Después de los años terribles de furia y de cadáveres tendidos en los parques
ya por su calle Trocadero pasan los primeros barbudos entre palomas y banderas,
seguidos de muchachos, de viejos, de mulatas y negros relucientes y bellísimos,
y él comprende muy pronto que su sitio está allí, en la Habana Vieja,
con su libreta de racionamiento y su asma,
y con todo el amor que ha acumulado por esa isla terrible y hermosa que es su patria
a la que tantos negarán más tarde al conocer su verdadero rostro.
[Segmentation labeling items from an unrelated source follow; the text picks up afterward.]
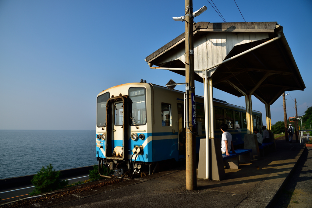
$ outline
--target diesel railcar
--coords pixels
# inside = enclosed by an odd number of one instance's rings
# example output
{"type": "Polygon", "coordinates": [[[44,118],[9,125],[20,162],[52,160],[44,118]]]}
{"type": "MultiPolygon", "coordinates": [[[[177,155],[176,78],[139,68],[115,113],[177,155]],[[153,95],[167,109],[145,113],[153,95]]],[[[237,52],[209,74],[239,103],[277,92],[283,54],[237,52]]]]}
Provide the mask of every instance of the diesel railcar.
{"type": "MultiPolygon", "coordinates": [[[[100,93],[96,98],[99,164],[101,162],[119,175],[131,176],[147,171],[150,174],[152,165],[160,161],[184,159],[184,93],[145,82],[121,85],[100,93]]],[[[196,108],[198,153],[200,140],[205,138],[202,97],[196,96],[196,108]]],[[[221,138],[220,125],[224,123],[234,146],[243,143],[246,109],[215,99],[213,108],[215,137],[221,138]]],[[[253,113],[254,126],[261,129],[261,113],[253,113]]]]}

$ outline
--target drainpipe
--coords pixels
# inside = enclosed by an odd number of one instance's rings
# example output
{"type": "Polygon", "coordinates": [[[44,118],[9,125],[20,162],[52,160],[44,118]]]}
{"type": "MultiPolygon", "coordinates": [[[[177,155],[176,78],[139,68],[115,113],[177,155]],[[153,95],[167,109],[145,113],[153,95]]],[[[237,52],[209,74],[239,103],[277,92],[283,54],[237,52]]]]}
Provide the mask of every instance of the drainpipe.
{"type": "Polygon", "coordinates": [[[205,75],[205,83],[204,88],[204,104],[205,105],[205,128],[206,130],[206,178],[208,179],[210,178],[210,166],[209,165],[209,126],[208,125],[209,123],[208,122],[209,120],[208,118],[208,111],[209,109],[208,108],[208,76],[207,76],[207,71],[204,71],[203,72],[205,75]]]}

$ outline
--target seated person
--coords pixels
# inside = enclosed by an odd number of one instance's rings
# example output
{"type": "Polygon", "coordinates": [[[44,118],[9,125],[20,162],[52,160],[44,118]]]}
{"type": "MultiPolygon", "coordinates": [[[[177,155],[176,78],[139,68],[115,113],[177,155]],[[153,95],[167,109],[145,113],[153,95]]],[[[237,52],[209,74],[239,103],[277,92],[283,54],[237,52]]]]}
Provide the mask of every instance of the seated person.
{"type": "Polygon", "coordinates": [[[259,146],[262,145],[262,141],[263,139],[261,134],[259,133],[259,129],[258,128],[255,128],[254,129],[254,133],[257,135],[257,140],[258,140],[258,145],[259,146]]]}
{"type": "Polygon", "coordinates": [[[227,155],[230,155],[230,150],[232,148],[232,153],[235,154],[234,147],[232,142],[232,135],[227,132],[227,125],[225,123],[221,123],[220,125],[220,129],[223,132],[222,139],[221,143],[221,151],[222,154],[226,154],[227,155]]]}
{"type": "Polygon", "coordinates": [[[166,126],[166,122],[165,121],[163,120],[163,114],[161,114],[161,125],[163,126],[166,126]]]}

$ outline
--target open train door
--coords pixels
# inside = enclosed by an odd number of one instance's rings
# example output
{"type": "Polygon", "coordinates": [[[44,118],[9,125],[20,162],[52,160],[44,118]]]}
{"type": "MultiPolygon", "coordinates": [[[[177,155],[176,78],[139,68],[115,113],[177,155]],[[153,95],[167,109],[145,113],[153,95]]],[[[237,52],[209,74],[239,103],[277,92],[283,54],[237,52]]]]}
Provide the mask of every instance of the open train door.
{"type": "Polygon", "coordinates": [[[184,123],[184,104],[178,101],[178,133],[179,143],[179,158],[185,158],[185,128],[184,123]]]}
{"type": "Polygon", "coordinates": [[[112,97],[106,104],[106,158],[124,160],[127,155],[128,96],[112,97]]]}

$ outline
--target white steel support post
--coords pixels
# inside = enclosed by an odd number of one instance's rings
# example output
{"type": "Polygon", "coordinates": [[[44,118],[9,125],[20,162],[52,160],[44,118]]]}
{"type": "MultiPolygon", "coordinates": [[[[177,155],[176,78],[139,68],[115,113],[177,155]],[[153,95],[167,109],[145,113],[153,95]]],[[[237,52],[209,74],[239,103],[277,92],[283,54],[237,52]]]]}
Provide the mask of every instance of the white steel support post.
{"type": "Polygon", "coordinates": [[[266,128],[268,130],[271,130],[271,125],[270,125],[270,105],[266,103],[266,128]]]}
{"type": "Polygon", "coordinates": [[[246,119],[247,124],[247,133],[252,134],[253,132],[252,118],[252,106],[251,95],[245,96],[246,102],[246,119]]]}
{"type": "Polygon", "coordinates": [[[209,101],[209,136],[210,138],[214,138],[214,126],[213,125],[213,94],[212,91],[212,81],[209,76],[208,78],[208,99],[209,101]]]}

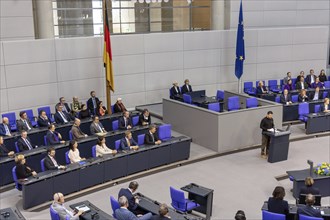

Y allí sigue, leyendo y escribiendo entre grandes montones de papeles,
y ya nadie, ni el que se fue, ni el que se queda y miente,
ni el que no comprendió y aún sigue sin ver claro,
podrá hacer que equivoque el camino o confunda la historia,
historia que algún día sus amigos hemos de celebrar
con un festín de quince o veinte platos y vinos increíbles
alrededor del poeta que alivia los tabacos interminablemente,
del mago, del terco mulo, del asmático insigne,
del ruiseñor barroco que nació el año diez, al caer Sagitario,
en el umbral de un invierno que cuentan fue muy duro, amor, amor.